Peck’s method is far more complex than his mere voice-over, however. He relies on dramatic scenes—whether imagined reënactments or counterhistorical fantasies—to illustrate his ideas. (Josh Hartnett plays a wide range of white-supremacist monsters, such as the American General Thomas Sidney Jesup, who violated a truce with the Seminole chief Osceola; a murderous and grotesquely cruel Belgian colonial officer; and a nightmarish doctor who kills Black people in a laboratory setting as if they were animals in a slaughterhouse.) Another sequence imagines Columbus and his cohorts slaughtered on the beach by the indigenous people of Haiti (in a scene set to Charles Mingus’s “Haitian Fight Song”); yet another imagines white children captured and enslaved by a Black slave master. These brief sequences are powerful but merely illustrative—as, too, are clips from movies, made in Hollywood and elsewhere, whether showing John Wayne in “The Alamo” or Adolf Hitler in Leni Riefenstahl’s “Olympia,” a fictionalized sixteenth-century report on the massacre of indigenous people in “Dispute in Valladolid” or the dispensing of death from the heights of a helicopter in “Apocalypse Now.”

Clips from some of Peck’s own films, such as “Haitian Corner” and “The School of Power,” are included, too—because Peck factors himself into the movie as well. He introduces his own story, briefly, in touches throughout—his childhood in Haiti, in New York, in Congo; his fifteen-year residence in Berlin, his wide-ranging travels. He introduces members of his family, and—in some of the most moving visual clips—relies on his parents’ home movies to recall his childhood and youth. With the self-conscious connection of his earlier, dramatic films to this first-person essay, he affirms that previously, as a filmmaker, he sought to “stay hidden in the background,” and made sure to “avoid becoming the subject” of his films.

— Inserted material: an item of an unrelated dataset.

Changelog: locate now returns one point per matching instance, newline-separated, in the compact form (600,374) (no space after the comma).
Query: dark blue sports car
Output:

Here, by contrast, the enormity of the subject, he says, requires him to take conspicuous part, because “neutrality is not an option.”

There’s nothing neutral about Peck’s voice-over; yet it’s a disembodied voice, one that allows itself to be no place in particular. The filmmaker speaks from nowhere. That placelessness is conspicuous in what is in the film instead: the choice and arrangement of the images that the film mainly comprises, archival drawings and illustrations, historical documents that are selected and shown in a relatively rapid montage, complete with sound effects and a conventionally load-bearing musical score. (The one extraordinary trope of visual rhetoric in Peck’s choice of archival photographs is the emphasis on the gazes of subjects into the camera; the effect, which recurs throughout the film, is that of a political challenge, a call to the bearing of witness.) “Exterminate All the Brutes” is a work of prodigious and passionate research that doesn’t show its work; the one moment in which Peck suggests a relationship to the archive—that of Raphael Lemkin, the historian who coined the term “genocide,” whose archives are at the New York Public Library—has a physical, experiential resonance that most of the film is missing. The visual interventions (like the dramatic sequences and animated sequences, the home movies and film clips with which the series is interspersed) are either too much or too little—they’re neither sufficiently drastic to suggest an analytical reconfiguration of source documents nor sufficiently plain and hands-on to evoke the filmmaker’s act of discovery and selection, to the presence and survival of archives laying untapped like the subject of the movie itself, in a violent silence. Breaking that silence, however, is the basis of the film, and its great achievement. How Peck tells the story of white supremacy matters less than the fact that, at last, it is indeed being comprehensively, insightfully, compendiously told.